The feed reader then produced Cutaway’s Security ROI is in the Eyes of the Beholder.
Also I caught Anton Chuvakin’s Security ROI Pile-Up! that hashes through several posts and some ‘in-house’ experts.
Finally we come today with Mike Murray’s I hate ROI.
I’ve got to start with the most foundational understanding I have, and that is that spending money is not the same as investing. An expense is not an investment. Investment is defined as “the investing of money or capital in order to gain profitable returns, as interest, income, or appreciation in value.”
Mr. Murray makes an example using a company that purchases a product for $100k that displaces $1.4M worth of payroll employees.

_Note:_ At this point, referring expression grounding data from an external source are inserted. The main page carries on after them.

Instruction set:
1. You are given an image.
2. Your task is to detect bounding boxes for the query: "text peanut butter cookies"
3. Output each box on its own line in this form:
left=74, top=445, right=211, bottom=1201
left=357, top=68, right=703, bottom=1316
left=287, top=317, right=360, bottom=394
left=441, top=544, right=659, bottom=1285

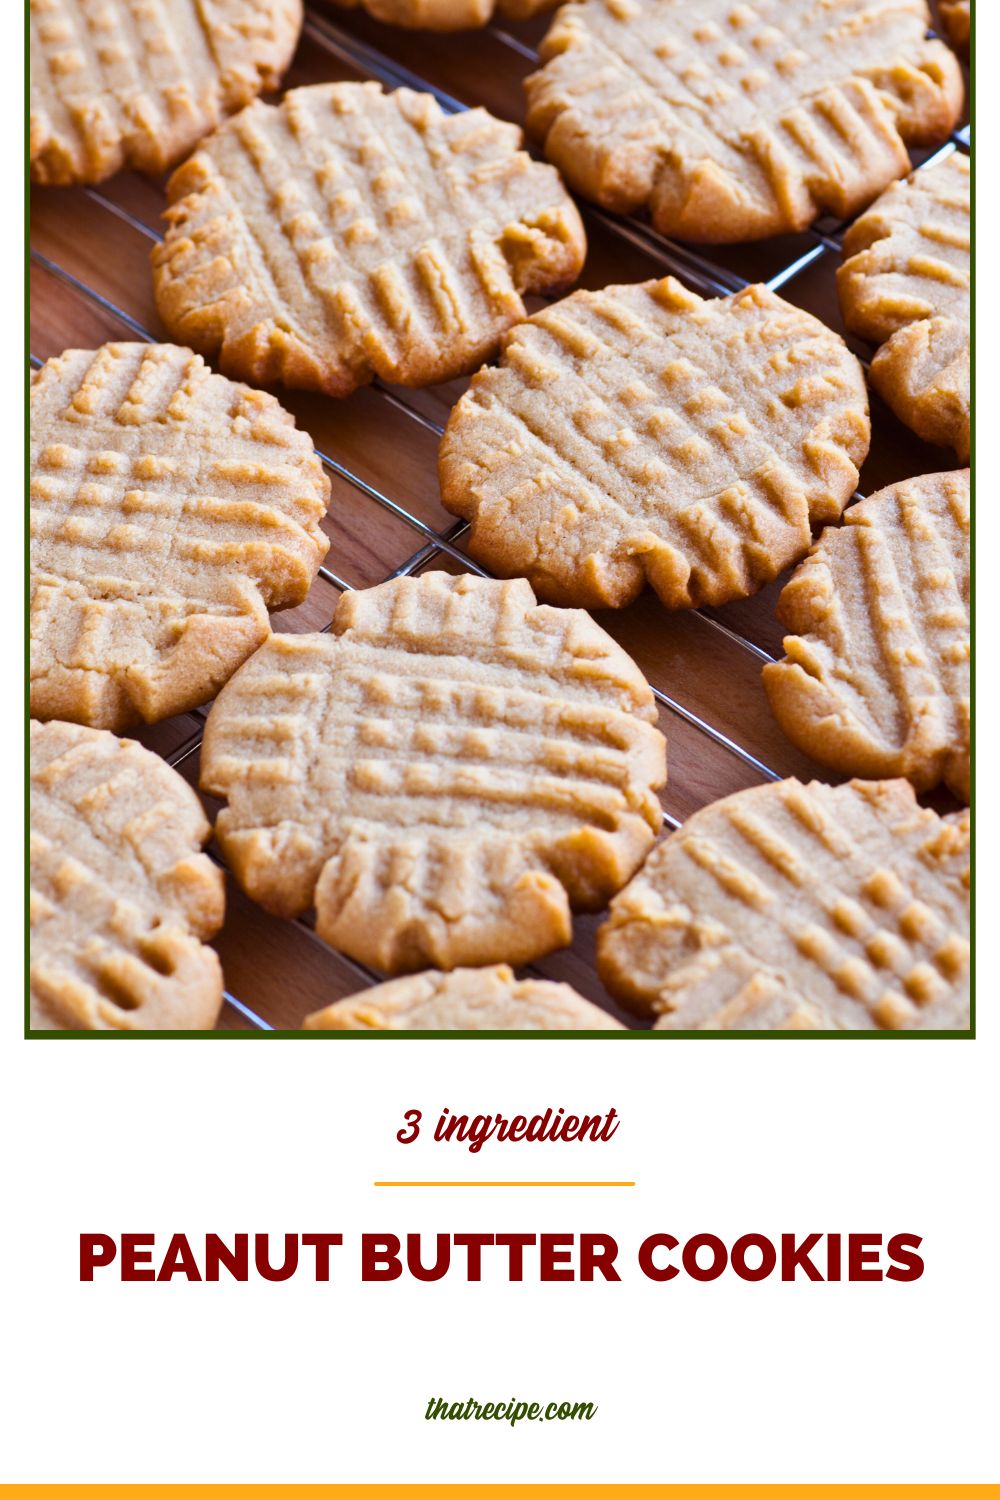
left=439, top=278, right=870, bottom=610
left=763, top=471, right=969, bottom=801
left=330, top=0, right=556, bottom=31
left=30, top=0, right=303, bottom=186
left=838, top=152, right=970, bottom=461
left=30, top=342, right=330, bottom=732
left=597, top=777, right=969, bottom=1031
left=30, top=719, right=225, bottom=1030
left=152, top=82, right=586, bottom=397
left=201, top=572, right=666, bottom=972
left=525, top=0, right=963, bottom=242
left=304, top=965, right=624, bottom=1029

He asks:
Now, did the product produce a return on the investment of $100K into it? You’d be hard-pressed to say that increasing company net profit by $1.3M as the result of a purchasing decision is not a return on the investment.
The problem is it wasn’t an investment in the first place. Yes, the fictitious company did cut costs, and of course that trumps ROI anyway. But let’s not call spending money on the overhead of a business an investment.
If we have to have yet another three letter acronym, let’s start using DUH. On second thought, that’s not an acronym. Still it works. “DUH, saving money is a good thing.” “DUH, protecting our butts might be smart.”